Herald Reporters
THE current global food crisis coming on the backdrop of worsening global warming has made it imperative for Zimbabwe to stop relying on food imports and produce adequately through such schemes as the recently launched Presidential Well-wishers Input Scheme.
The scheme has benefited 560 000 households this season.
Agriculture, Mechanisation and Irrigation Development Minister Joseph Made emphasised yesterday that the scheme had come at a time when donor assistance had been drastically slashed with government support also grossly falling inadequate.
“At this point small-scale, old resettlement and communal farmers need schemes that allow them to produce with minimal costs to promote food security starting from the household unit,” he said.
The minister said that if the weather remained favourable, the country would score good yields and boost food security and help to get other sectors of the economy working again. “All the green that you see in the countryside today is a product of the President’s input scheme that enabled farmers to get top dressing fertilizers to counter the heavy rain-induced leaching of nutrients that had started in most parts of the country,” Minister Made said.
Several provincial governors across the country echoed Minister Made’s remarks, saying the scheme was largely credited with creating the vast empire of green crops currently covering both the peri-urban and communal lands.
The governors also concurred that in the absence of adequate funding from the Ministry of Finance, the situation in the agricultural sector had looked very bleak. Most resource-poor farmers were poised to perform dismally, which would grossly compromise food security and economic stability.

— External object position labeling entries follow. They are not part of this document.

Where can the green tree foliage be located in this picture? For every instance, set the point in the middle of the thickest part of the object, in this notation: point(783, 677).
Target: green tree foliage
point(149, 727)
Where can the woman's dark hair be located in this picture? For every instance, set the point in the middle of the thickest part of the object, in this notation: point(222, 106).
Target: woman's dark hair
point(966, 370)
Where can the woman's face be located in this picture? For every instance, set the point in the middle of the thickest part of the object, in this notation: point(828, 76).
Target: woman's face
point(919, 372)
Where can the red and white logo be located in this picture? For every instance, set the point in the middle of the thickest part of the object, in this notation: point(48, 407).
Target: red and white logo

“The scheme has helped a lot of farmers who were stranded after failing to mobilise funds to buy seed and fertilisers. Even the crops that were yellowing because of too much rains and lack of fertilizers have since regained their lush green colour,” governor and resident Minister for Mashonaland West Province Cde Faber Chidarikire said.

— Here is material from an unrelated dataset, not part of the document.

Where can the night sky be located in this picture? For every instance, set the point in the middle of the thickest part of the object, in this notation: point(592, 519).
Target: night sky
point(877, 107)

He said his province had received 700 tonnes of Compound D, 1 405t of Ammonium Nitrate, 600t of Compound L and 612t of maize seed.
Farmers had also received seed for sorghum, cowpeas, millet, sugar beans, cotton and herbicides for the control of weeds in all wards in his province.

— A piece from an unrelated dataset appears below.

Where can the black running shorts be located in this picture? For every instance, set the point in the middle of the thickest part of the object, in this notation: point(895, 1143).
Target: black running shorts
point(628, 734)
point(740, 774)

Similarly, the governor and resident Minister for Matabeleland South, Cde Angeline Masuku said the scheme had a very positive impact on the crop situation this season. “The scheme helped decentralise input distribution services and made them easily accessible to all farmers from the country’s GMB depots. The inputs were given to everyone regardless of their political affiliations. The President is for every Zimbabwean so we made sure all deserving households got them,” she commented in a telephone interview.
Matabeleland North Governor, Cde Thokozile Mathuthu said the programme had positive impact on many households in her province. “It had a positive impact particularly to the vulnerable families because they managed to get seed, beans and fertiliser,” said Cde Mathuthu.
Mashonaland Central Province Governor and Resident Minister, Martin Dinha described the Presidential Well-Wishers’ scheme as a resounding success that would bring food shortage in that province to an end. “We do not expect any drought relief in the province because the scheme would translate into a bumper harvest. The support even surpassed what we got from the national fiscus through Finance Minister Tendai Biti,” said Cde Biti.
Midlands Provincial Governor and Resident Minister, Cde Jaison Machaya said what made the scheme significant in his province was that they were provided with cottonseed.